Private Pilot Requirements – Aeronautical Requierments

In this Article I am going to go over the Aeronautical Knowledge part of your flight training. Remember there are two parts of your training in order to get your pilot certificate.

1: Aeronautical Knowledge: The Knowledge required for your FAA Written Test

2: Aeronautical Experience: This is all of your flying

There is a written test for the Aeronautical Knowledge Portion of your Training.

There are many different subject areas that you will need to cover in order to pass this test. There are also many different ways to get the study materials for this. The Regulation for the Subject areas required is listed below:

(a) General. A person who is applying for a private pilot certificate must receive and log ground training from an authorized instructor or complete a home-study course on the aeronautical knowledge areas of paragraph (b) of this section that apply to the aircraft category and class rating sought.

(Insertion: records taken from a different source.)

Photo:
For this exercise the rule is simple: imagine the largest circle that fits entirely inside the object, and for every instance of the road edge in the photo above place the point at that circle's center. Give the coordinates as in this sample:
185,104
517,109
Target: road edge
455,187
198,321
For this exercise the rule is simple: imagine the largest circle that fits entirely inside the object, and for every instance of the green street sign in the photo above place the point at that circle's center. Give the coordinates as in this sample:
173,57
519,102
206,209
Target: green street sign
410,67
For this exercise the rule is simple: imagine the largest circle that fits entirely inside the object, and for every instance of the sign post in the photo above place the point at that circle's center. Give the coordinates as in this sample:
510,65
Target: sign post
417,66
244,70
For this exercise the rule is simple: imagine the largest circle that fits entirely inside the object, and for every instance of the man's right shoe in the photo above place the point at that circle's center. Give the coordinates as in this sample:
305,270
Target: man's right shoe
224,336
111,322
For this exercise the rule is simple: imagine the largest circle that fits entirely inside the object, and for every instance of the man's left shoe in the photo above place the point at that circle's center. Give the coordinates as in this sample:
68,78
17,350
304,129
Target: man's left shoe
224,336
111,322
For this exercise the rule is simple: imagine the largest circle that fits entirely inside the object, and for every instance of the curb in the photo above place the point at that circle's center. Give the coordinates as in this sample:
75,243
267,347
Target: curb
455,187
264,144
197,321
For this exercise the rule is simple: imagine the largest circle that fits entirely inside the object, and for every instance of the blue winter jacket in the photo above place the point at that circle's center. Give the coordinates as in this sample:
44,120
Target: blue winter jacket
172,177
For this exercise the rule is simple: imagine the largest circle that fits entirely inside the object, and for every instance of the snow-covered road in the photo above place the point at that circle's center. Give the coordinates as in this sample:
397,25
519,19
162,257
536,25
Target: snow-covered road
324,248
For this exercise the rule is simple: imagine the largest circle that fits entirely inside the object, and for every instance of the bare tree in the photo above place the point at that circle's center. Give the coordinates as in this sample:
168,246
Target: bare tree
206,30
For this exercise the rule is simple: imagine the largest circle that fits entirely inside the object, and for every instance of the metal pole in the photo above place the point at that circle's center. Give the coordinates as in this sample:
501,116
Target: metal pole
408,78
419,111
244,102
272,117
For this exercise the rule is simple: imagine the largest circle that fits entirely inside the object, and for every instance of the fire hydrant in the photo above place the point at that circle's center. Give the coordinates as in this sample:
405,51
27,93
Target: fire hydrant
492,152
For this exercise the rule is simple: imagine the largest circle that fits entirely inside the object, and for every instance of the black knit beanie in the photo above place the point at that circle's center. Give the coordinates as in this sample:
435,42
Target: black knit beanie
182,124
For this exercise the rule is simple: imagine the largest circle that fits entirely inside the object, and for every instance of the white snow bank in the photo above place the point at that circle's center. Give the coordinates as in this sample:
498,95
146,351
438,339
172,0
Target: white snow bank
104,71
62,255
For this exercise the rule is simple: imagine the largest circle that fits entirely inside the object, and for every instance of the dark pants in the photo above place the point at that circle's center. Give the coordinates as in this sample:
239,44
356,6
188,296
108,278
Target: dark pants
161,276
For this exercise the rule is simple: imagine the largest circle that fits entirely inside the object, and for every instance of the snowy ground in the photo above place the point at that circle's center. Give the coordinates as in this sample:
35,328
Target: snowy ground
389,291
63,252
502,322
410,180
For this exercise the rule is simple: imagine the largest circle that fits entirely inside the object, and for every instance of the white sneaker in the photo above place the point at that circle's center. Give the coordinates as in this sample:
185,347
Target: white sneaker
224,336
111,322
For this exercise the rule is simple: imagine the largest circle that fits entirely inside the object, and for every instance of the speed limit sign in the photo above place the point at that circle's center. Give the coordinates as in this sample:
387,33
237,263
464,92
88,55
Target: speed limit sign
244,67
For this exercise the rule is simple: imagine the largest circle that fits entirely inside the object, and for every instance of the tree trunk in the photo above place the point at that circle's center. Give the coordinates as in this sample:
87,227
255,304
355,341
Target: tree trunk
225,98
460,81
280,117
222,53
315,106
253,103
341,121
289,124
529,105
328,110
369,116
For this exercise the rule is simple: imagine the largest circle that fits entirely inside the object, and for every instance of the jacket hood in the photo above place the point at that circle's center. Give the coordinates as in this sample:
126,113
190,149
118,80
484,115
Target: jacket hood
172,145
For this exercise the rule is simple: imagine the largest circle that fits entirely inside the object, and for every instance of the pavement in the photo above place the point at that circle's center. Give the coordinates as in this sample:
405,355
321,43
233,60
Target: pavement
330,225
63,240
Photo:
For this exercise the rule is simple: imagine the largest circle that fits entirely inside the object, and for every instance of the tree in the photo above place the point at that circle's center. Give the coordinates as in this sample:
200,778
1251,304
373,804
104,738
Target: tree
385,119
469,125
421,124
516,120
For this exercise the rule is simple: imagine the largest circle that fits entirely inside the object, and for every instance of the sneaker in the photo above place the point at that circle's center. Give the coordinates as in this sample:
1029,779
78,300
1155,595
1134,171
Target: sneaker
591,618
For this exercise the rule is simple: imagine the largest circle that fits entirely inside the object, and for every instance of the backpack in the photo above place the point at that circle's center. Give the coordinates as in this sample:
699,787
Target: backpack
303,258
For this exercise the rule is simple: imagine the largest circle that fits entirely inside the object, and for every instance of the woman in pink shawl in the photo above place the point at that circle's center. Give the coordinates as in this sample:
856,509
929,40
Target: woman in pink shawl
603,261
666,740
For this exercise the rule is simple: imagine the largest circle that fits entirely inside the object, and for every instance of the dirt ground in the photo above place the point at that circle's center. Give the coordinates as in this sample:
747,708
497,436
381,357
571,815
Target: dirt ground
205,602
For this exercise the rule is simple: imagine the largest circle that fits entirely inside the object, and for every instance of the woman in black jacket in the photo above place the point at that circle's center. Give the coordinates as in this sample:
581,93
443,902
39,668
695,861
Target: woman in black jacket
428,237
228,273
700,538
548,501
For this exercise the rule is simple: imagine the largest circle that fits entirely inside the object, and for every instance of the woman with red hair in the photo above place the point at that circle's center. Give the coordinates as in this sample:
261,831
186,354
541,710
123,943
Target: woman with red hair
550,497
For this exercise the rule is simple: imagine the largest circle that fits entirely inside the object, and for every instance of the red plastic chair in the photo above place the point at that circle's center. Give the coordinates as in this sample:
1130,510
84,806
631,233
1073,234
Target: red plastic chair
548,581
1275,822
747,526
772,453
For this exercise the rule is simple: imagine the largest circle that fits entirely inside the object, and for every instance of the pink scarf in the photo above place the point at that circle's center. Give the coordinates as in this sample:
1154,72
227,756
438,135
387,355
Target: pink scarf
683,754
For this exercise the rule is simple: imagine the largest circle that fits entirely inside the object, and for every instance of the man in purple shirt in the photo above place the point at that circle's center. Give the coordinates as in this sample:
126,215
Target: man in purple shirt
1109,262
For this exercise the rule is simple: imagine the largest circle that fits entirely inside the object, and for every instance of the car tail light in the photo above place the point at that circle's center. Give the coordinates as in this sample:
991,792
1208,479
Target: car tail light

(b) Aeronautical knowledge areas.

(1) Applicable Federal Aviation Regulations of this chapter that relate to private pilot privileges, limitations, and flight operations;

(2) Accident reporting requirements of the National Transportation Safety Board;

(3) Use of the applicable portions of the “Aeronautical Information Manual” and FAA advisory circulars;

(4) Use of aeronautical charts for VFR navigation using pilotage, dead reckoning, and navigation systems;

(5) Radio communication procedures;

(6) Recognition of critical weather situations from the ground and in flight, windshear avoidance, and the procurement and use of aeronautical weather reports and forecasts;

(7) Safe and efficient operation of aircraft, including collision avoidance, and recognition and avoidance of wake turbulence;

(8) Effects of density altitude on takeoff and climb performance;

(9) Weight and balance computations;

(10) Principles of aerodynamics, powerplants, and aircraft systems;

(11) Stall awareness, spin entry, spins, and spin recovery techniques for the airplane and glider category ratings;

(12) Aeronautical decision making and judgment; and

(13) Preflight action that includes-

(i) How to obtain information on runway lengths at airports of intended use, data on takeoff and landing distances, weather reports and forecasts, and fuel requirements; and

(ii) How to plan for alternatives if the planned flight cannot be completed or delays are encountered.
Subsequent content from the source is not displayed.